JoshuaAtherton said:


> You're a wrong direction


hello remimber me you said you whold put up some pictures of your coins


----------



## montysrainbow (Apr 16, 2012)

Hey Geckoboy....how was your first day back at school?


----------



## Origamislice (Apr 16, 2012)

Question: which way do all bad singers travel?
Answer: In one direction

HAHAHAhahahehehoo...
i'll just go now.....


----------



## geckoboy2001 (Apr 17, 2012)

what i dident have to go back to school i live in adelaide and my school holidays start one week latey then others


----------



## dihsmaj (Apr 17, 2012)

geckoboy2001 said:


> what i dident have to go back to school i live in adelaide and my school holidays start one week latey then others


o okey


----------



## montysrainbow (Apr 17, 2012)

Gecko boy lol Ohhhh ok. sorry i 4 got other states are diff 2 QLD. How r ur holidays going?


----------



## Snowman (Apr 17, 2012)

didn't some old lady get infracted for talking about one direction :shock::lol:
Just a quick joke. Let it be....


----------



## disintegratus (Apr 17, 2012)

No no, that was One Opinion

Or was it One Orientation?


----------



## reptalica (Apr 17, 2012)

disintegratus said:


> No no, that was One Opinion
> 
> Or was it One Orientation?



No direction.

They will be the next Hanson.


----------



## geckoboy2001 (Apr 17, 2012)

good brandy nothings gon rough only i hate this kid called lucas he is an *** hole
yeap i hate him he is a piece of **** i want ti kill him soz for swering


----------



## montysrainbow (Apr 18, 2012)

oh thats no good geckoboy! try to stay away from him mate....people like that are not worth the worry or time. enjoy the rest of your time off


----------



## geckoboy2001 (Apr 18, 2012)

thanks brandy ill talk to you on friday because im at my nans house see you xxx tomorro im going to reptile city


----------



## snakeluvver (Apr 20, 2012)

Kimberlyann said:


> Did you see the posters from the little 12yr old girls when they came to Australia?
> "point your (starts with e and rhymes with direction) in my direction"
> Umm, your 12, i dont think those thoughts should be going thru your mind yet...

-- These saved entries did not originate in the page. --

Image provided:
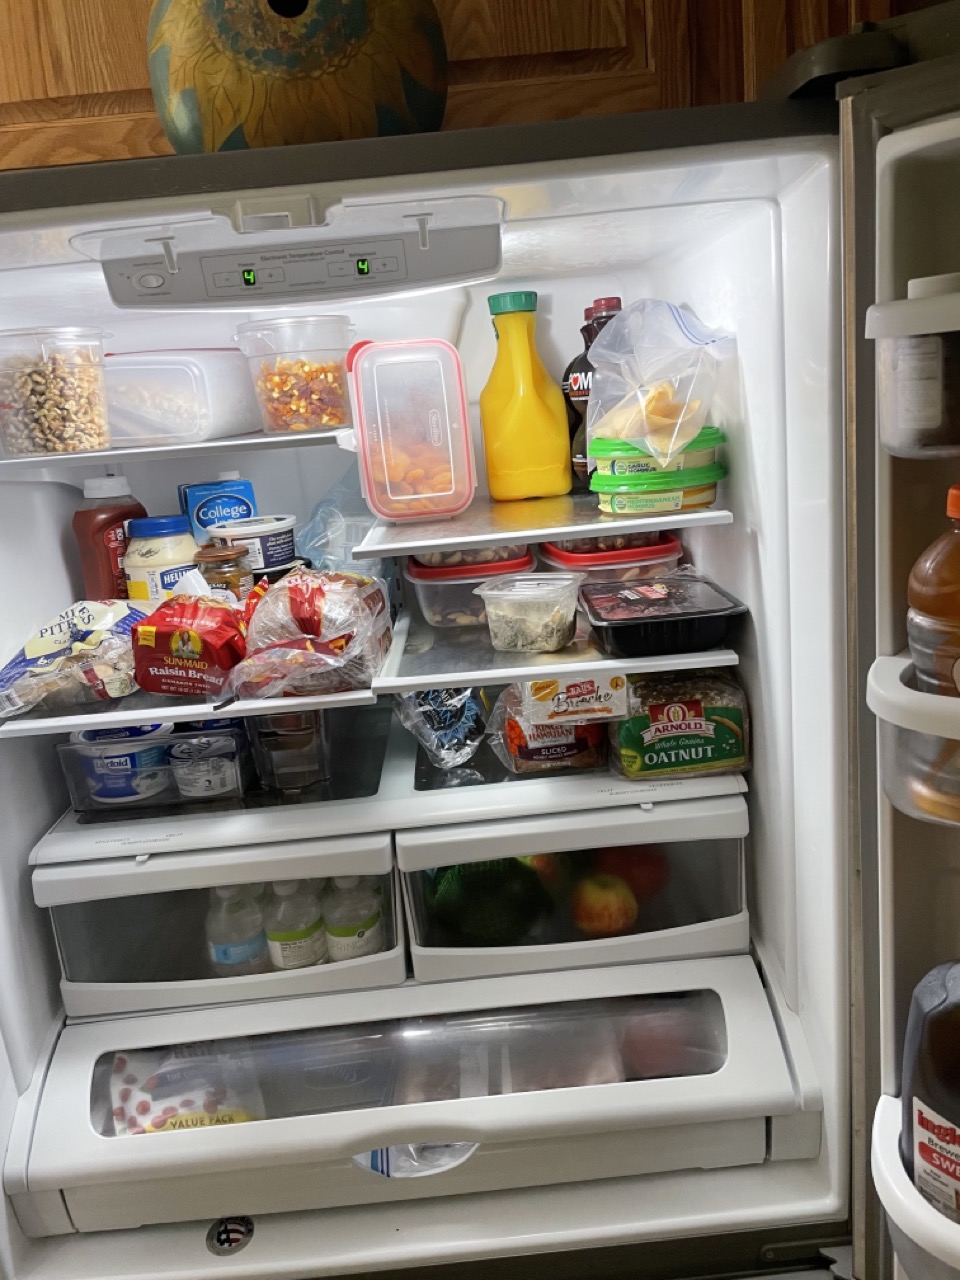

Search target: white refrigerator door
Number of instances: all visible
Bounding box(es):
[842,51,960,1280]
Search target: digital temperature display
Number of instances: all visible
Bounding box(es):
[356,258,371,276]
[242,269,257,286]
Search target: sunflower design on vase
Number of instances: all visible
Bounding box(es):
[148,0,448,153]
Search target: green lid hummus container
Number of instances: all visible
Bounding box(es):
[590,461,726,515]
[588,426,725,477]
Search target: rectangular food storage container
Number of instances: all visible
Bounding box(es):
[539,533,682,584]
[415,544,528,568]
[104,350,261,445]
[58,727,251,813]
[32,836,403,1017]
[554,532,661,553]
[588,427,724,476]
[235,316,352,434]
[404,550,534,628]
[475,572,584,653]
[397,795,748,982]
[0,327,109,458]
[349,338,476,521]
[580,574,747,658]
[590,462,726,516]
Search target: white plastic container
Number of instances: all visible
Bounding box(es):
[209,514,297,571]
[475,572,584,653]
[104,350,261,445]
[235,316,352,434]
[404,550,535,627]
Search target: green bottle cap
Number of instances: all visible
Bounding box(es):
[488,291,538,315]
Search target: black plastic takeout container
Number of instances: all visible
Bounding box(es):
[580,575,748,658]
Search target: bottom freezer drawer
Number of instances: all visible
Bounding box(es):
[62,1117,766,1233]
[16,957,817,1237]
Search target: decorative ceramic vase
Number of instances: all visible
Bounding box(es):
[148,0,448,153]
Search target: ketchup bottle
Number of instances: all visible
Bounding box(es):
[72,475,147,600]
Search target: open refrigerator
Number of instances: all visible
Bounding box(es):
[0,19,957,1280]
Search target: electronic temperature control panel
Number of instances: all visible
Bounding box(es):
[102,225,501,308]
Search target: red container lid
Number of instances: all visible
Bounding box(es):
[406,550,535,581]
[540,533,681,570]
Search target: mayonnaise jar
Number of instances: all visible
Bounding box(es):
[123,515,199,604]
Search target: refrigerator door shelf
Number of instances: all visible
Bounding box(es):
[374,613,738,696]
[19,956,811,1237]
[867,654,960,828]
[33,714,747,865]
[873,1093,960,1280]
[352,492,733,561]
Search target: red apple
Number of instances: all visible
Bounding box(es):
[571,874,638,938]
[594,846,669,903]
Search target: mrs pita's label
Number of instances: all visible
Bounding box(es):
[521,675,627,723]
[913,1098,960,1221]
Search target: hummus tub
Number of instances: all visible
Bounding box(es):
[588,427,724,476]
[590,462,726,515]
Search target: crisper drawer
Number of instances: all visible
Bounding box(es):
[32,835,404,1017]
[14,957,812,1236]
[396,795,748,982]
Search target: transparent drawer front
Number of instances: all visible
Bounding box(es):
[50,872,401,1014]
[402,840,745,981]
[92,989,726,1137]
[880,718,960,826]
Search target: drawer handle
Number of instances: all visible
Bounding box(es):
[352,1141,478,1179]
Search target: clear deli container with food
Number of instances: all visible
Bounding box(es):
[475,572,584,653]
[105,349,262,446]
[348,338,476,521]
[580,574,747,658]
[590,462,726,516]
[58,726,250,813]
[235,316,352,434]
[539,533,682,585]
[588,427,724,476]
[405,550,535,628]
[0,327,109,457]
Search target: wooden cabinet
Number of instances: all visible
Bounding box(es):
[0,0,945,170]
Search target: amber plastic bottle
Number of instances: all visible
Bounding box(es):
[72,476,147,600]
[908,484,960,695]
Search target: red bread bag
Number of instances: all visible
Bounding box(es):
[133,595,247,697]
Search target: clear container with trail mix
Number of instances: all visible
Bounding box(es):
[404,550,535,628]
[235,316,352,435]
[416,543,527,569]
[0,327,109,457]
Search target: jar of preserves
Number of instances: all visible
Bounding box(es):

Go to my school and the 12yr old girls are doing more than just THINKING about that stuff, sadly.


----------



## geckoboy2001 (Apr 20, 2012)

snakeluvver said:


> Go to my school and the 12yr old girls are doing more than just THINKING about that stuff, sadly.


how old are you


----------



## dihsmaj (Apr 20, 2012)

Geckoboy, seriously mate, talk in PMs, not in threads, if you want to talk to one member specifically.
SRSLY U GUISE


----------



## geckoboy2001 (Apr 20, 2012)

be queit


----------



## dihsmaj (Apr 20, 2012)

geckoboy2001 said:


> be queit


Hahahahahahahahaha


----------



## montysrainbow (Apr 21, 2012)

Geckoboy take it from me sweet heart these guys are only trying to stir and get a bite from you....as annoying as their smart bum comments are just ignore them. If there is one thing i have learnt in life its this 'The best way to deal with a bully is to be nice to them' or ignore them. If you want to chat to me via a thread feel free! lol its a free world ....they cant stop u!


----------



## dihsmaj (Apr 21, 2012)

>flooding the thread is okay as long as you're being nice to other people


----------



## geckoboy2001 (Apr 21, 2012)

thanks brandy what reptiles do you
have


----------